In Hawaii, wild pigs are considered a nuisance more often than not, especially when they dig up farmland, looking for food, and eat mac nuts and fruits from the trees on peoples’ land. The pigs were not in on the land deals, so they don’t know they are trespassing. But they probably wouldn’t have cared anyway, because once pigs establish a walking path, they defend it as their territory. They are known to be vicious, and can be, but so can humans. Perhaps they’ve heard the worst about us and are responding to our stereotype in kind.
My fiancee Carol and I bumped into my old landlord, Gus, in a restaurant in Kona a few months back. He had moved to the other side of the island, the Hilo side, because his uncle died and left his family the farm. I asked Gus about the chickens and he said they were doing well. When he was my landlord, I lived in the Ohana, a small apartment traditionally reserved for family, attached to his house. Our yard was like one big chicken coop. There were forty-something giant, nervous birds jumping on the roof, sleeping in trees, bgawk!-ing at all hours of the day.
The chickens were wild, not bought, and they loved Gus. He fed them every morning and evening. If one of them got hurt he would put them in a large cage on the ground so that they were separated out and safe, but still with their friends and family, who would sit with them, clucking softly outside the cage. They returned the favor with eggs. You might suppose they laid eggs around the yard willy-nilly, but I know they sacrificed some out of kindness. I know this because starting the morning after I lost my job, eggs began showing up on my doorstep. I thought Gus’s wife was leaving them for me, but it turned out no one was. No human was, anyway.
The eggs came from a kindly hen I had taken a particular liking to because she seemed to be shunned by her community of cluckers. I don’t know what she did to become the outcast, but she started sleeping behind my bike and I would tiptoe around her, so as not to startle her, pretty much every day. When it came time to move, I was sad to say goodbye to her and to see them all go. Gus rounded them up and moved them to Hilo. And now, Gus informed me, they had friends: the much-maligned wild pig.
Pigs started coming into his yard early on. Rather than see them as a nuisance, he began feeding them. And their numbers grew as more pigs heard through… I don’t know what… the piggy grapevine that they would be safe there. Gus spoke with pride and a hint of astonishment that not only did the adults let him pet them, they trusted him with their piglets, too. He never thought it possible to live in harmony with wild pigs like this.
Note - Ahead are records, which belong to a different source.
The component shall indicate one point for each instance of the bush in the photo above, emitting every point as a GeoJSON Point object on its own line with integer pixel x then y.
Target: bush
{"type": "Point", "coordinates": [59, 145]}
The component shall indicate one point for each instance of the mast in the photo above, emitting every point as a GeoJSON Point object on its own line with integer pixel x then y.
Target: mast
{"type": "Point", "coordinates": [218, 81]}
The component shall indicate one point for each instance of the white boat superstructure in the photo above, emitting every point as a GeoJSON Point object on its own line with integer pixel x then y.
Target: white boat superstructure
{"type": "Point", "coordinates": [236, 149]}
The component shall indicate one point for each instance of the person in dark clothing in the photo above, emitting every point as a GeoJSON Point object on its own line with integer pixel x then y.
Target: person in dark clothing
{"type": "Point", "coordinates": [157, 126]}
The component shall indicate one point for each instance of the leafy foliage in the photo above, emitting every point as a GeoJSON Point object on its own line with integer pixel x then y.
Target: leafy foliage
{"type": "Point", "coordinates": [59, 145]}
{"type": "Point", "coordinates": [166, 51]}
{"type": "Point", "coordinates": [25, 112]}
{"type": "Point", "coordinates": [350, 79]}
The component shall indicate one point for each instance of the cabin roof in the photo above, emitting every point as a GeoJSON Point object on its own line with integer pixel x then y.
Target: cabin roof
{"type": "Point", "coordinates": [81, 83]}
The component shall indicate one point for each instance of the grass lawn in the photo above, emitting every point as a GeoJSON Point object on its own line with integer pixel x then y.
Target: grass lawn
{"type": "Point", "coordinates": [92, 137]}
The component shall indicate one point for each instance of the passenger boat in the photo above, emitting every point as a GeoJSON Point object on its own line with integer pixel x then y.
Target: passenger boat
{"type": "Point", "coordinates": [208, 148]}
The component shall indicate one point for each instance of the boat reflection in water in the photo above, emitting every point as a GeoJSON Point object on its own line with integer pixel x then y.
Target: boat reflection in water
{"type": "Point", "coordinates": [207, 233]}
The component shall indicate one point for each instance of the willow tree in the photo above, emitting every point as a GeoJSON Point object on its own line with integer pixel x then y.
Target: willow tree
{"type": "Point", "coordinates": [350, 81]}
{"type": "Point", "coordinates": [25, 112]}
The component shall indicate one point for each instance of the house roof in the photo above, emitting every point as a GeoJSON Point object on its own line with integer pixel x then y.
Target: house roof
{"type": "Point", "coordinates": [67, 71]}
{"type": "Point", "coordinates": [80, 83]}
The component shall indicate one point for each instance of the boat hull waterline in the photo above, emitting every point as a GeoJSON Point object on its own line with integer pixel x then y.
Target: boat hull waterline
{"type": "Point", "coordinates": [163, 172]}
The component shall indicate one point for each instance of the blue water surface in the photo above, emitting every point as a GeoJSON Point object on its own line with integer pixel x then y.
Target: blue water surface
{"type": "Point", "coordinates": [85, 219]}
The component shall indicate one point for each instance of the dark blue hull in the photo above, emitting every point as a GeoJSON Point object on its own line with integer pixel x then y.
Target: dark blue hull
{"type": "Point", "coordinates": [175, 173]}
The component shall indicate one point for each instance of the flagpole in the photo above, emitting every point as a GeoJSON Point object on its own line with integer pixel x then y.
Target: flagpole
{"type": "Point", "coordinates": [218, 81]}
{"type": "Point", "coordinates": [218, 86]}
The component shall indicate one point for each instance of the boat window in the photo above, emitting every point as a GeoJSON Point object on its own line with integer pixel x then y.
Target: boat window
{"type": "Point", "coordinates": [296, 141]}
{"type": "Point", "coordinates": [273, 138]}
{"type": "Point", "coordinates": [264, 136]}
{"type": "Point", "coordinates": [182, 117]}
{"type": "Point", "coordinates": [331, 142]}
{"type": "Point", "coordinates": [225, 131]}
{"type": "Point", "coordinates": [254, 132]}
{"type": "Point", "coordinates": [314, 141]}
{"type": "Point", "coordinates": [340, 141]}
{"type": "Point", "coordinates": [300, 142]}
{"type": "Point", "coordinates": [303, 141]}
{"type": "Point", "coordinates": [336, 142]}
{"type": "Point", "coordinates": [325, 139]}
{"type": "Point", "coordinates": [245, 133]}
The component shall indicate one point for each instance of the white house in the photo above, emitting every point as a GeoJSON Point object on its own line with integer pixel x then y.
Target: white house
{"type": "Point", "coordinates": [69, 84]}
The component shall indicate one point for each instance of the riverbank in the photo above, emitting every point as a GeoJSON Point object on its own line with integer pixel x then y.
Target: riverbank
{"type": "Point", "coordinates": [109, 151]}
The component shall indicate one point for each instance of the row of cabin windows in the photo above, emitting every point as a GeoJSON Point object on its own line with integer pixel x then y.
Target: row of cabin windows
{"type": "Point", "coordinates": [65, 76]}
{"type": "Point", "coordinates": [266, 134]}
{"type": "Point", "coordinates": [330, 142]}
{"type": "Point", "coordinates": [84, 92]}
It’s easier to go through life killing and eating animals when we see them through the prejudice of their worst or scariest attributes. When it comes to other human cultures we’ve historically been racist toward, we’ve softened up by learning that we all want the same basic things in life. What happens when we acknowledge this in animals? In all life? All life wants to live and deserves freedom and room to express that which brings them into existence in the first place.
Carol and I have a neighbor who talks about all the animals that mosey through his property. Some stay for a while; some stay forever. The chickens seem to like it there. He calls them, “volunteer chickens.” This is the first time either of us had heard about volunteer animals. What he meant was, they are free to come and go at will. Usually they leave him egg gifts and he is thankful. But he would never trap them and pen them in for eggs. They give him just enough. They trade. They and he live in thankfulness and in peace.
Perhaps when we see animals as nations and as family, we don’t need to round them up. Perhaps they feel safer with us as we feel safer with them and understand their equality as living beings. I know you folks living in heart cultures reading this right now are saying, “Yeah, duh.” But this is where we brainiacs are. This simple, obvious notion is a mighty revelation to us. That which you’ve known all along, that which we tried to destroy… is that which we are finally coming to.
Thank you for your patience, people, plants, animals, insects. (Mmm… Maybe not insects. Baby steps.) Thank you, Earth and her cultures who don’t want the psychotic slaughterers of everything to die the way we want them to when it suits us.
Can anyone from the oppressor culture imagine being the oppressed, the enslaved, the murdered, and not wanting revenge? Wanting the oppressor to wake up, not die? Can you imagine equality existing not because words on a piece of paper make it so, but because the concept of “lesser than” people and creatures never came to mind in the first place?
Quick story: Carol was driving to work the other day when a truck pulled out in front of her and drove slowly, because it was being chased by an animal. Was it a dog? It was darting back and forth across the two-lane road, playfully keeping pace behind the truck. The truck driver cautiously picked up speed until the creature could no longer keep up. The animal stood in the middle of the road waiting for Carol, staring at her mischievously with its head down. Slowly, she drove closer and saw that it was a pig. A wild razorback, tall and lean.
The razorback began playing with her in the same way. She’s a nervous driver and didn’t want to accidentally hit the pig, so she stopped the car and yelled, “Don’t do this!” At that, the pig trotted away in a happy, bouncy manner she described as being like our cat, Gracie, when she is feeling good and satisfied. The pig looked for an opening in the fence line at the shoulder of the road, and when it found one, disappeared into the woods.
Carol went to work. The pig went to play.